LMQL (Language Model Query Language) is a high-level query language designed specifically for working with large language models such as OpenAI GPT or other LLM backends. Instead of managing long prompts, ad‑hoc templates, and scattered post-processing logic, developers can define structured queries that combine natural language prompts with programming constructs, constraints, and control flow in a single place. LMQL brings familiar ideas from traditional query and programming languages—like variables, filters, scoring, and modular composition—into the LLM world. With LMQL, you can specify what the model should produce, how it should behave, and which constraints it must obey, all inside one concise script. The runtime takes care of prompt construction, token streaming, partial validation, and efficient interaction with the underlying model API. This makes LLM applications easier to debug, test, version, and reuse across projects. LMQL fits naturally into modern development workflows: you can embed queries in Python, integrate them into existing backends, and combine them with external tools, APIs, and data sources. Whether you are building complex agents, structured data extractors, code assistants, or evaluation pipelines, LMQL helps you move from ad‑hoc prompting to robust, maintainable, and testable LLM programs, while keeping full control over latency, cost, and output quality.
Build robust conversational agents where dialog flows, constraints, and tool calls are defined in clear LMQL scripts instead of fragile prompt chains.
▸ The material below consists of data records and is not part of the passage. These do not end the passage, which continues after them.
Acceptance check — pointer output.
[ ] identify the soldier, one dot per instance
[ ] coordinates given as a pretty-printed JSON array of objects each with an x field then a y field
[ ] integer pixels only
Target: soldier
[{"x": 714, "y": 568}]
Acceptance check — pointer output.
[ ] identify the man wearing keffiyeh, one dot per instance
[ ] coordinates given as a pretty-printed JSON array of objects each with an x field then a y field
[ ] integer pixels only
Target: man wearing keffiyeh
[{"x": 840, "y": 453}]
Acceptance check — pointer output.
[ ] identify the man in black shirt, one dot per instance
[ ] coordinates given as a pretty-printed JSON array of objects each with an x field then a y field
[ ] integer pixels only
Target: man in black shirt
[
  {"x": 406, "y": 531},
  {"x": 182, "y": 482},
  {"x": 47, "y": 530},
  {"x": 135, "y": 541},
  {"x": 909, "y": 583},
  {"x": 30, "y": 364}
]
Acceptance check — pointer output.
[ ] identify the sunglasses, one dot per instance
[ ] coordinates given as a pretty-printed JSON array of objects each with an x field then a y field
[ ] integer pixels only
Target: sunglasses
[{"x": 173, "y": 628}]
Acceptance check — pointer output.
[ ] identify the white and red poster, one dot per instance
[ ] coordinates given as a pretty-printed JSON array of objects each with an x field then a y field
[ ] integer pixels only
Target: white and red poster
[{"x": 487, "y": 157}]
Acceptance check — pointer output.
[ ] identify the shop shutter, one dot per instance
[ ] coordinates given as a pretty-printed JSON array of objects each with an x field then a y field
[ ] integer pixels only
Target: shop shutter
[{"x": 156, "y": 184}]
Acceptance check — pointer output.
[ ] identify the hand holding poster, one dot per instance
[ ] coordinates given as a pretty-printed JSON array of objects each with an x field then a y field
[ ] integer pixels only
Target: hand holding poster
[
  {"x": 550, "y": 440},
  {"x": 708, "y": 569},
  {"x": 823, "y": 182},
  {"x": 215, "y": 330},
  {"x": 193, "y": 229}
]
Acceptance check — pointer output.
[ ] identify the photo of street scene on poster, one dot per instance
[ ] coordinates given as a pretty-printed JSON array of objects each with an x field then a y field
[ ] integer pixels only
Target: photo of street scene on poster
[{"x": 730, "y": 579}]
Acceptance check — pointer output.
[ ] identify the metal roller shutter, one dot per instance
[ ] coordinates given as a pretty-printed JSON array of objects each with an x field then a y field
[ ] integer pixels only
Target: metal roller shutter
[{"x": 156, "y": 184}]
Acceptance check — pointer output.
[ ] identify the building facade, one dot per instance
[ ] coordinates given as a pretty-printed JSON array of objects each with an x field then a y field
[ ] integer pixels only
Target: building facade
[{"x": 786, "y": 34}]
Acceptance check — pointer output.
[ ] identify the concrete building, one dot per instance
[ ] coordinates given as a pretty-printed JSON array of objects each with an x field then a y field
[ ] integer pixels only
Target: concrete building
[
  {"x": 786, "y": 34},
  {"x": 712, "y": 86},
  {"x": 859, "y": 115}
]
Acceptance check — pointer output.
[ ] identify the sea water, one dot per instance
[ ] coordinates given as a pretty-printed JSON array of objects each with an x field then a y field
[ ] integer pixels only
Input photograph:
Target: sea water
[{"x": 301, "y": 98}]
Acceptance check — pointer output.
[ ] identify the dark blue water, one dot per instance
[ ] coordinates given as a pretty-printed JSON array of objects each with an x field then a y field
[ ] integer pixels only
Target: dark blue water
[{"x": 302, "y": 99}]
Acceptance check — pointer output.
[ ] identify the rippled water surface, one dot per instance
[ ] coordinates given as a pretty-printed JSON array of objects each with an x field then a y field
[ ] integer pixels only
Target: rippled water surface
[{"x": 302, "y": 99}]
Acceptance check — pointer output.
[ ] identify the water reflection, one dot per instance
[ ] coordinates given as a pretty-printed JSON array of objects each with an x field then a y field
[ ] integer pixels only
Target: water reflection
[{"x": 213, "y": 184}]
Implement structured information extraction from unstructured text, enforcing formats like JSON, SQL, or domain-specific schemas at generation time.
Create LLM-powered code assistants that combine natural-language instructions with programmatic checks, testing, and repository context.
Design evaluation and red-teaming pipelines that query models with consistent prompts, capture intermediate reasoning, and enforce safety filters.
Prototype and iterate on complex LLM workflows quickly, while keeping the full history of prompt and logic changes under version control.